Sur les réseaux, on le surnomme "Daddy" ou "Zaddy", en référence aux hommes d'âge mûr (comprendre: à partir de 40 ans) dont l'attitude est hautement séduisante.

"Il ne s'agit peut-être pas seulement d'une attirance physique..., avance sur Instagram Camilo Aguilera, psychologue, professeur à l’Université autonome du Chili. Cela va bien au-delà du fait qu’il soit le 'papa d’Internet' du moment". Pour le psychologue, le charme pascalien repose sur sa masculinité si particulière: "Chaleureuse mais ferme, protectrice mais pas dominatrice, vulnérable mais toujours forte".

Une nouvelle masculinité

À la manière d'un Timothée Chalamet, en version moins gracile et effilée, le quinquagénaire incarne ainsi une nouvelle facette de la masculinité post-#MeToo. Dans Vanity Fair, Spike Jonze, qui a dirigé l'acteur dans une publicité Apple est catégorique: "Je pense qu'il est ce que nous voulons être en matière de masculinité."

"Plus qu'un homme, un mouvement: pourquoi tout le monde aime Pedro Pascal", titrait ainsi le 19 juillet dernier El Pais, qui a consacré un long article au phénomène Pedro Pascal, incarnation d'un nouveau "modèle de masculinité".

Un flegme doublé d'une gentillesse à toute épreuve. Son dogme? "Être soi-même, traiter les gens avec respect, se respecter soi-même", confiait-il lors de la conférence de presse des Quatre Fantastiques à Paris.
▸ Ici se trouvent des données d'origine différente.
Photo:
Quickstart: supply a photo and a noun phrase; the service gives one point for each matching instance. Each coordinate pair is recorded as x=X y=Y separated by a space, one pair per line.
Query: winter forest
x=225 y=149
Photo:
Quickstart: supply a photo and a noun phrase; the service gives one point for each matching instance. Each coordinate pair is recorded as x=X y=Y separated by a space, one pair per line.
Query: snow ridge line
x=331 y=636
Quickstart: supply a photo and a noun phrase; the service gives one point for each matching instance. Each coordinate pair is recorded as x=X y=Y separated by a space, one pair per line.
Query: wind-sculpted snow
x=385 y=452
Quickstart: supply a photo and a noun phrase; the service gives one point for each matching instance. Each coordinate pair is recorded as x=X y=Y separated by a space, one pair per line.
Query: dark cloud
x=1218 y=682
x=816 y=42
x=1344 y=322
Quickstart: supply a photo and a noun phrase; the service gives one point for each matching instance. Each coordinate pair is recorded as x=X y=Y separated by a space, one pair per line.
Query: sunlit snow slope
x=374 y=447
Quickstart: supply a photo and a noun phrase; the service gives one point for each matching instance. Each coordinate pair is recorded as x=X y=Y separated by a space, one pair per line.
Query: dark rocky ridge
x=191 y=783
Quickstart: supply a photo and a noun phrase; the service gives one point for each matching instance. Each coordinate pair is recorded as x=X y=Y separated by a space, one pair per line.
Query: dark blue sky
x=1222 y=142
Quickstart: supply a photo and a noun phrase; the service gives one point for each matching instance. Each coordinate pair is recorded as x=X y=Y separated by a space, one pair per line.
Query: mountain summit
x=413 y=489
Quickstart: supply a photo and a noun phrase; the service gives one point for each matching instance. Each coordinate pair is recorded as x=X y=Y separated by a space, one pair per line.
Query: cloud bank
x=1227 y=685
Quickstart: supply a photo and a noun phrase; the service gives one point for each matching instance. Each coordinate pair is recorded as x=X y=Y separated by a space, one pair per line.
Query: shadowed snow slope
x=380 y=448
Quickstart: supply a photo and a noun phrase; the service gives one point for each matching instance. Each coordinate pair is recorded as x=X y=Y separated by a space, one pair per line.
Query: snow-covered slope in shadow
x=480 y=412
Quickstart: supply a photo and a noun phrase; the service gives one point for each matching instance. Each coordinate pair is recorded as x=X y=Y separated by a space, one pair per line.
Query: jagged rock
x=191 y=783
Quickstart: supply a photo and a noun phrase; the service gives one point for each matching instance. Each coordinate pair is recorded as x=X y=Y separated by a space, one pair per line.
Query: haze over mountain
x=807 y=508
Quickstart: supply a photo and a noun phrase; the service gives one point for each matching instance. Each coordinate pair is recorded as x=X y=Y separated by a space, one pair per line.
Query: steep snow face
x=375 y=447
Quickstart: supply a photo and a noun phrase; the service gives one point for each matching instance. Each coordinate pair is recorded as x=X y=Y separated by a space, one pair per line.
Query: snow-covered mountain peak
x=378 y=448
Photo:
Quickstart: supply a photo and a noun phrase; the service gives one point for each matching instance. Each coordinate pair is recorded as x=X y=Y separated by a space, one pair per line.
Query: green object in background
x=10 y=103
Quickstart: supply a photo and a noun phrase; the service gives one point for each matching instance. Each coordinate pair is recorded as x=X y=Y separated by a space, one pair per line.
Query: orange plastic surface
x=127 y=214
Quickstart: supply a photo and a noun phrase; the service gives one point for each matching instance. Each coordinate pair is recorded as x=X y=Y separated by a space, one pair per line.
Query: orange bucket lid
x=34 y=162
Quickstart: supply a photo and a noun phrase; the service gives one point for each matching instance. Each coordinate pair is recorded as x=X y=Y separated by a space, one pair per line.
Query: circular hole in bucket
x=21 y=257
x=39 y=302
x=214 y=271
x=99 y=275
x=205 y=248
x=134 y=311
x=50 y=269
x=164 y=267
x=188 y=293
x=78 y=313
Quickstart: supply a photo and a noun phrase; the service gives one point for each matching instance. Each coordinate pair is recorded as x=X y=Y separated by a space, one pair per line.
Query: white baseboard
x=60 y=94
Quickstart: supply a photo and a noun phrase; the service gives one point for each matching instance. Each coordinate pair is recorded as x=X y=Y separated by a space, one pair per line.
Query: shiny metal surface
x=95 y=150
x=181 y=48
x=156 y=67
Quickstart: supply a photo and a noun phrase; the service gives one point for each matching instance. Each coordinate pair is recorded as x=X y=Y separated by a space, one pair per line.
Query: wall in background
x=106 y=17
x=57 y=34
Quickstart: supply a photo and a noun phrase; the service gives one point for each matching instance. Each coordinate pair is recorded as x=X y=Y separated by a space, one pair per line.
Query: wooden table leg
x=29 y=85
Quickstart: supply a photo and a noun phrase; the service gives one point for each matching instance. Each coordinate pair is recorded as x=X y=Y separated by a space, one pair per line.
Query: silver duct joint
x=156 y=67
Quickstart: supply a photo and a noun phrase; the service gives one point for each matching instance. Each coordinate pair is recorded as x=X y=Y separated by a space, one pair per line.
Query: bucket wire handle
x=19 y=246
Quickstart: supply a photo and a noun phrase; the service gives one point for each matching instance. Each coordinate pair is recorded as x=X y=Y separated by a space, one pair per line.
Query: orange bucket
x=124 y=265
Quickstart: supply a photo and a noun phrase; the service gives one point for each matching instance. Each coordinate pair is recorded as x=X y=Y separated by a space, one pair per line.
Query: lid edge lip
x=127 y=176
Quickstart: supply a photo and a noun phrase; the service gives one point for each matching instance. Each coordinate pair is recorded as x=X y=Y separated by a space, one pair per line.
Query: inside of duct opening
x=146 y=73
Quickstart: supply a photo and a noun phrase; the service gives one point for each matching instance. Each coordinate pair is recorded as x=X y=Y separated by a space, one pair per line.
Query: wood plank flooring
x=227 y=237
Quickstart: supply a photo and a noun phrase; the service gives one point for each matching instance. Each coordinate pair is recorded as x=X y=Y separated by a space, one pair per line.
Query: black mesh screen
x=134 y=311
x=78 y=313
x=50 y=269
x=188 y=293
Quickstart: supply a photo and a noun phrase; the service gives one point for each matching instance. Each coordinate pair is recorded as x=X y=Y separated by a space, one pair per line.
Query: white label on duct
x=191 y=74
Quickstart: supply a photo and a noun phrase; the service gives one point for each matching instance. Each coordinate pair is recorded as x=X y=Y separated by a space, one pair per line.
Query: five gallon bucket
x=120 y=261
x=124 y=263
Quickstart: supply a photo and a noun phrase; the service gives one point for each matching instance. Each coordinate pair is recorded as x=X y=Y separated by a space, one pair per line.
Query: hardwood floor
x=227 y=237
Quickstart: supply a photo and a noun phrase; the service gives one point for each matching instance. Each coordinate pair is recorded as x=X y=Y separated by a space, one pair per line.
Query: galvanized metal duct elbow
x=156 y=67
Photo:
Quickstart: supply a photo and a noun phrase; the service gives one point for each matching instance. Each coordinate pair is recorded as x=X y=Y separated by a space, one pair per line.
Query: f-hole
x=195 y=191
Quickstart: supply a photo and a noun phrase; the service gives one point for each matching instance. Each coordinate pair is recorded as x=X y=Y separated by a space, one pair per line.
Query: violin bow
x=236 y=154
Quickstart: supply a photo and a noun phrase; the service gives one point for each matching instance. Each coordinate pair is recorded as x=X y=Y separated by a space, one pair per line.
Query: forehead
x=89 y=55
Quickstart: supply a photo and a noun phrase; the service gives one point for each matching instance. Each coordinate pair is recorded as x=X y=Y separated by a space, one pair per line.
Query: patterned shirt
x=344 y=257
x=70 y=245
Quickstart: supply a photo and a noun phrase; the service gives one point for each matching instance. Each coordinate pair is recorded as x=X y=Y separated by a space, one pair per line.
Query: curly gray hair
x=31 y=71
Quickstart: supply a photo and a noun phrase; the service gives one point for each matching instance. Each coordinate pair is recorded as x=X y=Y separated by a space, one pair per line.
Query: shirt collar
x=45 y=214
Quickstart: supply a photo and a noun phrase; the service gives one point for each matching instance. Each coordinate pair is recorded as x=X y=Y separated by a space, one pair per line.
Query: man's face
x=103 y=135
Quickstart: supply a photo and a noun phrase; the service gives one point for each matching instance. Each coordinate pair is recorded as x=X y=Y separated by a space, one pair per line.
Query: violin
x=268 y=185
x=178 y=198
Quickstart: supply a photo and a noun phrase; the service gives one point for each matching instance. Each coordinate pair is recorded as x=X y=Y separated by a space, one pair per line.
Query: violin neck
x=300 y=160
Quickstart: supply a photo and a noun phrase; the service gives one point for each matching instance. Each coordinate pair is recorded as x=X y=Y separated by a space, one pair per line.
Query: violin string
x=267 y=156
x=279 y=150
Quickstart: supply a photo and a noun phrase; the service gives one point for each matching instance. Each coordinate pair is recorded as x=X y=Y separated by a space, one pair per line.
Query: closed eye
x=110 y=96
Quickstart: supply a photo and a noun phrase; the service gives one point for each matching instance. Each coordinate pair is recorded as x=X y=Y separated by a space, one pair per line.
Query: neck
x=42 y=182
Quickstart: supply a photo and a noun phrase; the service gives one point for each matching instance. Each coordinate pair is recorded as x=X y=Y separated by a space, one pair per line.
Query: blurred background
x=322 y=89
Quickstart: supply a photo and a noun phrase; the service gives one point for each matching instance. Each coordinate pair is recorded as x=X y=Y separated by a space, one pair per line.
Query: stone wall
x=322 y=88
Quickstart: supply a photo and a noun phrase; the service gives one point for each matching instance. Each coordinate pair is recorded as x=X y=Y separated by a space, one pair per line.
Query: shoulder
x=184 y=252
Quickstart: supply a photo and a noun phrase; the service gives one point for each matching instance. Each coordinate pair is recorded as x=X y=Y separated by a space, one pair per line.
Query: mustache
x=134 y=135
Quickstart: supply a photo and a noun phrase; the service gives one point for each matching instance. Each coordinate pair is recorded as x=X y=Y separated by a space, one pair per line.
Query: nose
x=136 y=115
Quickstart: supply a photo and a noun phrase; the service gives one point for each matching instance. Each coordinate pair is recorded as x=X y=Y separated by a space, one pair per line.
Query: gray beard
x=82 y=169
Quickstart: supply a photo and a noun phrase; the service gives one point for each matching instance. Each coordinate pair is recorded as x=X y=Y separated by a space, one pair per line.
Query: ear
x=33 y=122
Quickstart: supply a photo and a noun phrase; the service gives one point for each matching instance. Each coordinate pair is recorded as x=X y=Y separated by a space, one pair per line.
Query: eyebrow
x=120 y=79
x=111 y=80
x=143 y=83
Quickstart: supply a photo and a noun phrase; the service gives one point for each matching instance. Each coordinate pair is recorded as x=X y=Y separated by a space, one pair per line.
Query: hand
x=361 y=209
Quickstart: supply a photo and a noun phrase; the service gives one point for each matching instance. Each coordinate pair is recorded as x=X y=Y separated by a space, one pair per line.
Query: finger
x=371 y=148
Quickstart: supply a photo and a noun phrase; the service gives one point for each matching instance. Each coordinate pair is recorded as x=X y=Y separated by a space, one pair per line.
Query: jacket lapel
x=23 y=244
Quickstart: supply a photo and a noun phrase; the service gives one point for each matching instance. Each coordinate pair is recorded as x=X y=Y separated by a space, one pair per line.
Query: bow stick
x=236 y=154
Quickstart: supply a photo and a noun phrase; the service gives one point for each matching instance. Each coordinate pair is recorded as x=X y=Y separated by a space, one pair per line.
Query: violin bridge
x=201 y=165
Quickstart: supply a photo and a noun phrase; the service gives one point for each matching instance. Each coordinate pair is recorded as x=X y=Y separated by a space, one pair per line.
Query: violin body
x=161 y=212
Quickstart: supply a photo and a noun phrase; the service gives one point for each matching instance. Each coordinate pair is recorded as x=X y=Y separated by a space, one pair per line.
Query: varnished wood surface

Le New Yorker a résumé la chose en un dessin: un psy dans son cabinet essayant de rassurer son patient, allongé sur le sofa: "Ce n'est pas du tout étrange, beaucoup de personnes disent que leur foi en l'humanité repose entièrement sur la gentillesse de Pedro Pascal."

"Peu importe qui tu es, il ne change pas. Il est entier avec tout le monde et je pense que c’est pour ça qu’il est tant aimé", a confirmé Vanessa Kirby, sa partenaire de jeu dans Les Quatre Fantastiques, lors de cette même conférence de presse. À moins que ce soit son "immense vulnérabilité" qui l'explique: "Il n'a pas beaucoup d'armure, alors il se montre à vous immédiatement, et vous lui faites confiance", dit-elle dans Vanity Fair.

Ses positions politiques progressistes ont aussi fait beaucoup parler du l'acteur: soutien aux réfugiés, condamnation du "silence" sur le "génocide à Gaza" lors du dernier Festival de Cannes, critiques acerbes du règne trumpiste ou défense des personnes LGBTQ+. À commencer par sa jeune sœur, l'actrice Lux Pascal, qui a fait son coming out transgenre en 2021. Assurément, le quinquagénaire est de notre temps.